# Application - Working with Text

Goal: Classify each document to the appropriate newsgroup using clustering using a bag of words type model.

We expect certain words to capture the semantic properties of a document. Word frequency was a way of quantifying this. For example, a document relating to python might contain words like 'class', 'def', and 'init' and documents such as snakes might contains words like 'afraid', 'slither', or 'bite'.

In [3]:
import nltk
import numpy as np
from nltk.corpus import names
from nltk.stem import WordNetLemmatizer
from sklearn import metrics
from sklearn.cluster import KMeans
from sklearn.datasets import fetch_20newsgroups
from sklearn.decomposition import TruncatedSVD
from sklearn.feature_extraction.text import TfidfVectorizer
from sklearn.pipeline import make_pipeline
from sklearn.preprocessing import Normalizer


def lemmatize_and_clean(doc):
    """
    obj: tokenize, filter, and lemmatize document
    """
    names_set = set(names.words())
    lemmatizer = WordNetLemmatizer()
    f1 = [word.lower() for word in nltk.tokenize.word_tokenize(doc)]
    f2 = [word for word in f1 if word.isalpha() and word not in names_set]
    return ' '.join(lemmatizer.lemmatize(word) for word in f2)


# fetch and load the data
dataset = fetch_20newsgroups(subset='all', shuffle=True, random_state=42)
labels = dataset.target

# we happen to know the true labels in advance
true_num_clusters = np.unique(labels).shape[0]

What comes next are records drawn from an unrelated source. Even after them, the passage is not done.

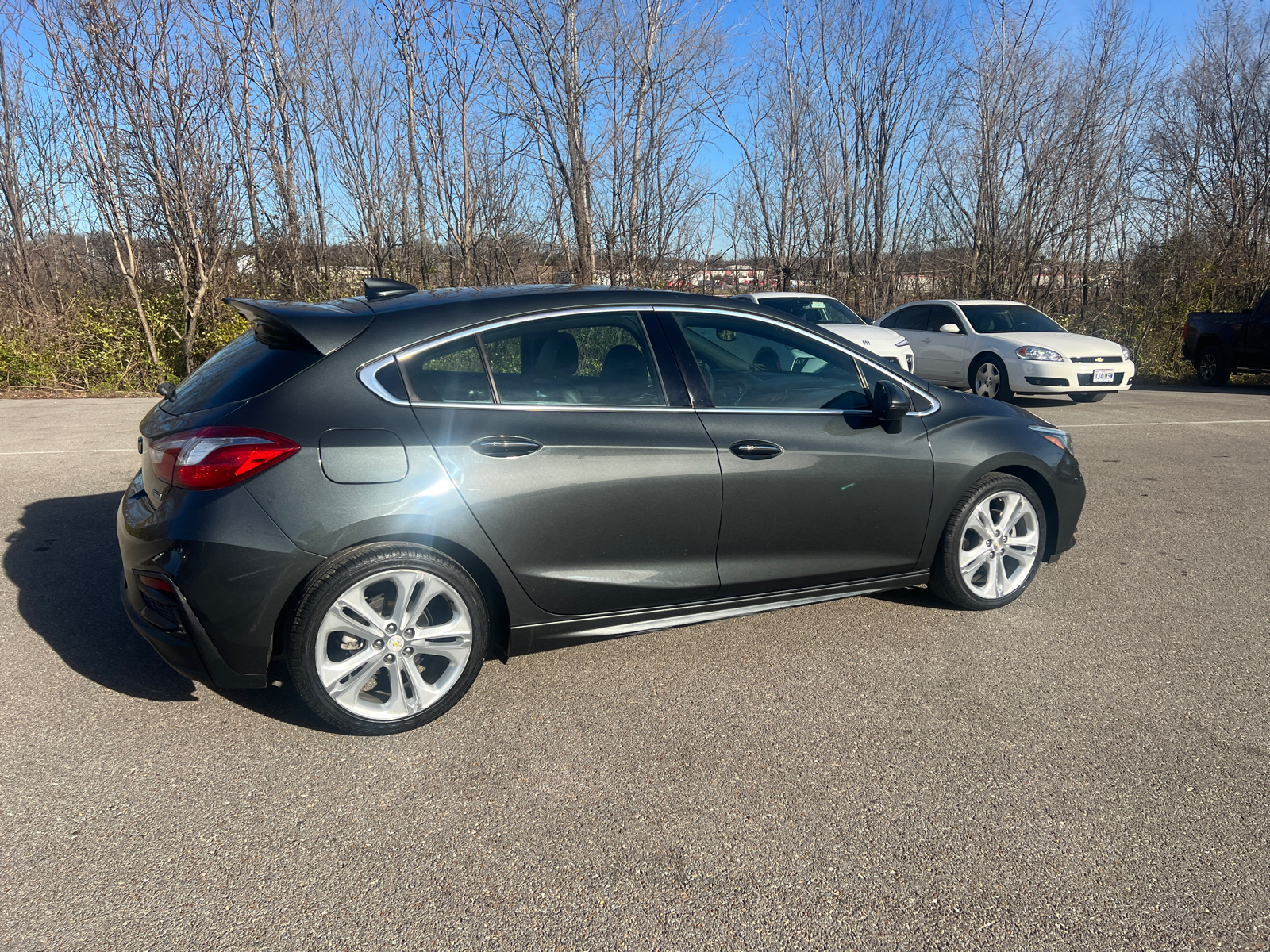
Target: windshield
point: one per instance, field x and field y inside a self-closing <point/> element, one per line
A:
<point x="817" y="310"/>
<point x="1010" y="319"/>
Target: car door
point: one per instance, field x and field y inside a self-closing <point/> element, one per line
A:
<point x="598" y="490"/>
<point x="1259" y="336"/>
<point x="911" y="321"/>
<point x="814" y="490"/>
<point x="944" y="355"/>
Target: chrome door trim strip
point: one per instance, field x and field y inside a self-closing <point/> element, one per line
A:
<point x="666" y="617"/>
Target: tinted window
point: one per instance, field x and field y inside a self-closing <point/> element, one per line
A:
<point x="908" y="319"/>
<point x="751" y="363"/>
<point x="817" y="310"/>
<point x="239" y="371"/>
<point x="452" y="374"/>
<point x="592" y="359"/>
<point x="1010" y="319"/>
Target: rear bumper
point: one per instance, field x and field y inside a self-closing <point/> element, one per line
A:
<point x="232" y="571"/>
<point x="171" y="641"/>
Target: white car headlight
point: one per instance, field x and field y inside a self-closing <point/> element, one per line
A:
<point x="1038" y="353"/>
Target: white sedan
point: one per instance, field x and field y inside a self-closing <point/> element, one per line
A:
<point x="1000" y="348"/>
<point x="829" y="314"/>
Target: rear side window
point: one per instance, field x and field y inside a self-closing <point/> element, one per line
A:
<point x="452" y="374"/>
<point x="592" y="359"/>
<point x="239" y="371"/>
<point x="908" y="319"/>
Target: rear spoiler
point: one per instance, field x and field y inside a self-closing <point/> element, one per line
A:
<point x="287" y="325"/>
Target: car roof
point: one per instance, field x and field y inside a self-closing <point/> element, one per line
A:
<point x="761" y="295"/>
<point x="959" y="301"/>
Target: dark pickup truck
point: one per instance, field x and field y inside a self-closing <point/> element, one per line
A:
<point x="1221" y="343"/>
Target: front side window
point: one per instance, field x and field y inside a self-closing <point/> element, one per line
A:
<point x="1010" y="319"/>
<point x="751" y="363"/>
<point x="452" y="374"/>
<point x="596" y="359"/>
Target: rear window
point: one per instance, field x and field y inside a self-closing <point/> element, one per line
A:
<point x="239" y="371"/>
<point x="817" y="310"/>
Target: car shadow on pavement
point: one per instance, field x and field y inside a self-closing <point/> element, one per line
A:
<point x="918" y="597"/>
<point x="65" y="564"/>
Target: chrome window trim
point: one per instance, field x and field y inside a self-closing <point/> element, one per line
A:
<point x="366" y="374"/>
<point x="872" y="361"/>
<point x="368" y="371"/>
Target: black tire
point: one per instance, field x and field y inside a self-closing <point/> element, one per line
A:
<point x="1003" y="386"/>
<point x="1210" y="367"/>
<point x="946" y="579"/>
<point x="341" y="577"/>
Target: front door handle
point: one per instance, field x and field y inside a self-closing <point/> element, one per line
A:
<point x="756" y="450"/>
<point x="506" y="447"/>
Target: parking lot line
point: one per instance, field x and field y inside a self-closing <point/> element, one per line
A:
<point x="1161" y="423"/>
<point x="60" y="452"/>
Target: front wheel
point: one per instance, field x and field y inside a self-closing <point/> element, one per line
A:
<point x="1210" y="367"/>
<point x="992" y="545"/>
<point x="387" y="639"/>
<point x="988" y="378"/>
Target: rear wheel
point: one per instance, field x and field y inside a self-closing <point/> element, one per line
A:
<point x="992" y="545"/>
<point x="988" y="378"/>
<point x="1210" y="367"/>
<point x="387" y="639"/>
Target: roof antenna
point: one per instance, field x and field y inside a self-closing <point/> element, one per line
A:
<point x="380" y="289"/>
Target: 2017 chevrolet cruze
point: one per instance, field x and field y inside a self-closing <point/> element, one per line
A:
<point x="389" y="489"/>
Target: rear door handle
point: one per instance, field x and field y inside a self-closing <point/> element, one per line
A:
<point x="756" y="450"/>
<point x="506" y="447"/>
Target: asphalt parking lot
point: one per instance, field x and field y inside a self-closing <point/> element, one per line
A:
<point x="1087" y="768"/>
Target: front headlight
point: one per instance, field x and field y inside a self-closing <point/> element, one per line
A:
<point x="1060" y="438"/>
<point x="1038" y="353"/>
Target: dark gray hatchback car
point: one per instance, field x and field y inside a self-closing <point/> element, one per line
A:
<point x="389" y="489"/>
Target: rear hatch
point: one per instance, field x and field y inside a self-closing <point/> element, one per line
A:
<point x="285" y="340"/>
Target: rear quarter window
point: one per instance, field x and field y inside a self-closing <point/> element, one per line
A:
<point x="239" y="371"/>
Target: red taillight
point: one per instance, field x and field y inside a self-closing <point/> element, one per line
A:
<point x="213" y="457"/>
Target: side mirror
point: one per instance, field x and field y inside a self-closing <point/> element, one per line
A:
<point x="891" y="404"/>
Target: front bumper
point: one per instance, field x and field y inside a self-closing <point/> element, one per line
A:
<point x="899" y="355"/>
<point x="1067" y="378"/>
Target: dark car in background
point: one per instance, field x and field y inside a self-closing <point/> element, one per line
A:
<point x="1223" y="343"/>
<point x="387" y="490"/>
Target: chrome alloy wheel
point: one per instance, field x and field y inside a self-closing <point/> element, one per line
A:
<point x="999" y="545"/>
<point x="987" y="380"/>
<point x="394" y="644"/>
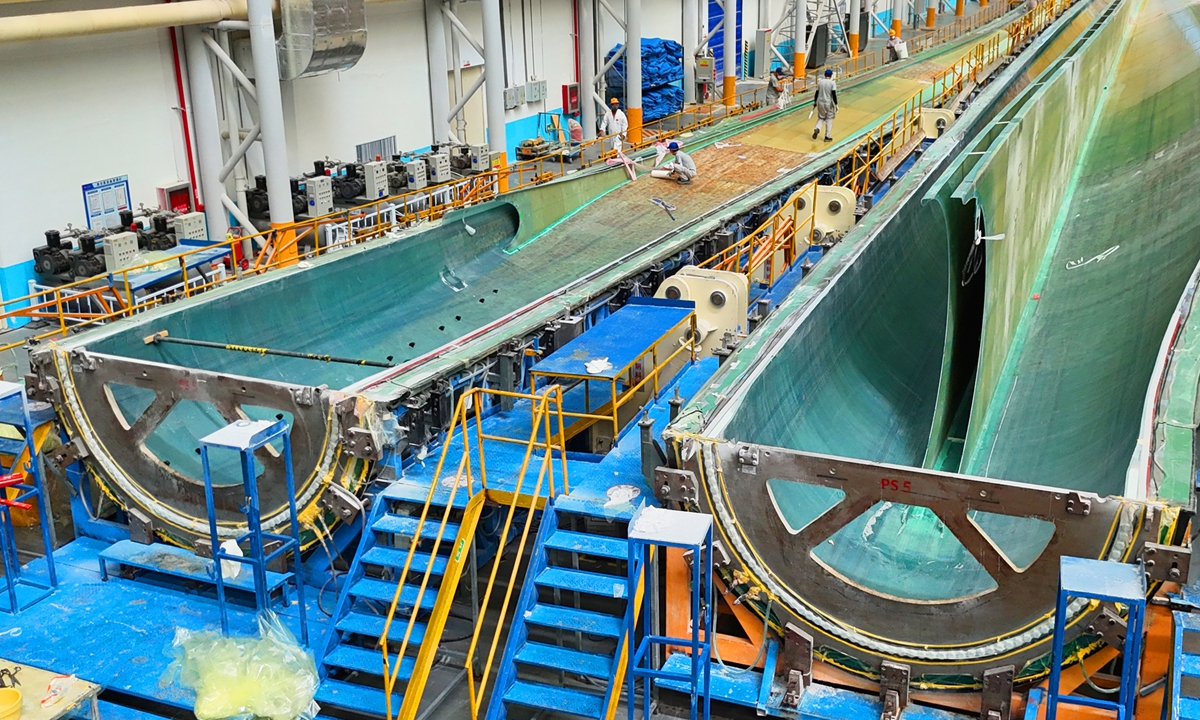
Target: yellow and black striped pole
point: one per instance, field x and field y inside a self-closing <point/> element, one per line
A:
<point x="161" y="336"/>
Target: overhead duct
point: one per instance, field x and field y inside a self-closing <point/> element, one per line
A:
<point x="321" y="36"/>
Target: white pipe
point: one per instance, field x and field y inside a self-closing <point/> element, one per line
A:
<point x="239" y="153"/>
<point x="730" y="46"/>
<point x="270" y="111"/>
<point x="231" y="66"/>
<point x="462" y="29"/>
<point x="588" y="67"/>
<point x="493" y="90"/>
<point x="690" y="30"/>
<point x="436" y="52"/>
<point x="615" y="16"/>
<point x="634" y="66"/>
<point x="117" y="19"/>
<point x="233" y="126"/>
<point x="456" y="60"/>
<point x="208" y="132"/>
<point x="468" y="95"/>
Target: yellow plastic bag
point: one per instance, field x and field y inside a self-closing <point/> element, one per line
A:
<point x="243" y="678"/>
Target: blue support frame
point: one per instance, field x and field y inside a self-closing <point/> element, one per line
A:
<point x="22" y="592"/>
<point x="687" y="531"/>
<point x="246" y="437"/>
<point x="1107" y="582"/>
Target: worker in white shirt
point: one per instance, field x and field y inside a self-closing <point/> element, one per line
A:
<point x="826" y="102"/>
<point x="682" y="168"/>
<point x="615" y="123"/>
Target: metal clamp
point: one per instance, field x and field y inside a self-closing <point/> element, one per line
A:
<point x="679" y="486"/>
<point x="797" y="664"/>
<point x="1109" y="627"/>
<point x="997" y="693"/>
<point x="1167" y="562"/>
<point x="894" y="689"/>
<point x="66" y="454"/>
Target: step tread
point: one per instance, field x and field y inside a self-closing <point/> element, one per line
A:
<point x="417" y="493"/>
<point x="406" y="525"/>
<point x="593" y="545"/>
<point x="357" y="697"/>
<point x="384" y="591"/>
<point x="565" y="659"/>
<point x="396" y="557"/>
<point x="556" y="700"/>
<point x="371" y="625"/>
<point x="369" y="660"/>
<point x="576" y="621"/>
<point x="594" y="583"/>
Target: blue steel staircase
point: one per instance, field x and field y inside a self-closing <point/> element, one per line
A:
<point x="352" y="663"/>
<point x="1183" y="690"/>
<point x="575" y="587"/>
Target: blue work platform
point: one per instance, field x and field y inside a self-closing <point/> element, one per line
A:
<point x="27" y="486"/>
<point x="657" y="527"/>
<point x="1107" y="582"/>
<point x="247" y="437"/>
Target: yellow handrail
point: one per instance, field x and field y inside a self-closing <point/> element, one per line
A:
<point x="545" y="406"/>
<point x="541" y="418"/>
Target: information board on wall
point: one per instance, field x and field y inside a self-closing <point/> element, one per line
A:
<point x="105" y="201"/>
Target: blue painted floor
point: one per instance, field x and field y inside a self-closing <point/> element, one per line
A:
<point x="119" y="633"/>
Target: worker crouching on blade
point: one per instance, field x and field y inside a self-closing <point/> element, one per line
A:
<point x="682" y="167"/>
<point x="775" y="88"/>
<point x="826" y="102"/>
<point x="615" y="123"/>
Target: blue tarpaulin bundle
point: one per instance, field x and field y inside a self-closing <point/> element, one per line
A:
<point x="661" y="70"/>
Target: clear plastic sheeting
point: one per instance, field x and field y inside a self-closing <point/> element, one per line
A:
<point x="241" y="678"/>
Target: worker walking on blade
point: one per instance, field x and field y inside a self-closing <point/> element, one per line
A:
<point x="826" y="102"/>
<point x="682" y="168"/>
<point x="615" y="123"/>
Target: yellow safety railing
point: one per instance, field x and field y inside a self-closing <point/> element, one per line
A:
<point x="282" y="246"/>
<point x="544" y="437"/>
<point x="775" y="245"/>
<point x="611" y="412"/>
<point x="467" y="417"/>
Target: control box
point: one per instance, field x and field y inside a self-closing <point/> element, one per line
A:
<point x="480" y="159"/>
<point x="120" y="251"/>
<point x="418" y="179"/>
<point x="375" y="175"/>
<point x="191" y="226"/>
<point x="438" y="166"/>
<point x="319" y="192"/>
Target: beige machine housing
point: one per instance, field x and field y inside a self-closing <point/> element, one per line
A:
<point x="721" y="301"/>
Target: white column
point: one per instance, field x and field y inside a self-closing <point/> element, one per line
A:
<point x="493" y="87"/>
<point x="436" y="52"/>
<point x="801" y="43"/>
<point x="208" y="132"/>
<point x="690" y="37"/>
<point x="587" y="67"/>
<point x="729" y="52"/>
<point x="270" y="109"/>
<point x="634" y="69"/>
<point x="856" y="9"/>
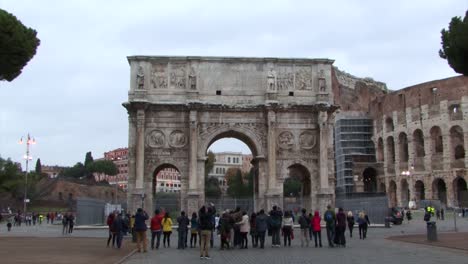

# data cleaning and preprocessing
dataset = [lemmatize_and_clean(post) for post in dataset.data]

# transform text into numerical features and run dimensionality reduction
vectorizer = TfidfVectorizer(max_df=0.5, min_df=2, stop_words='english')
svd = TruncatedSVD()
normalizer = Normalizer(copy=False)
pl = make_pipeline(vectorizer, svd, normalizer)
X = pl.fit_transform(dataset)

km = KMeans(n_clusters=true_num_clusters)
km.fit(X)

print("Homogeneity: %0.3f" % metrics.homogeneity_score(labels, km.labels_))
print("Completeness: %0.3f" % metrics.completeness_score(labels, km.labels_))
print("V-measure: %0.3f" % metrics.v_measure_score(labels, km.labels_))
print("Adjusted Rand-Index: %.3f"
      % metrics.adjusted_rand_score(labels, km.labels_))
print("Silhouette Score: %0.3f"
      % metrics.silhouette_score(X, km.labels_, sample_size=1000))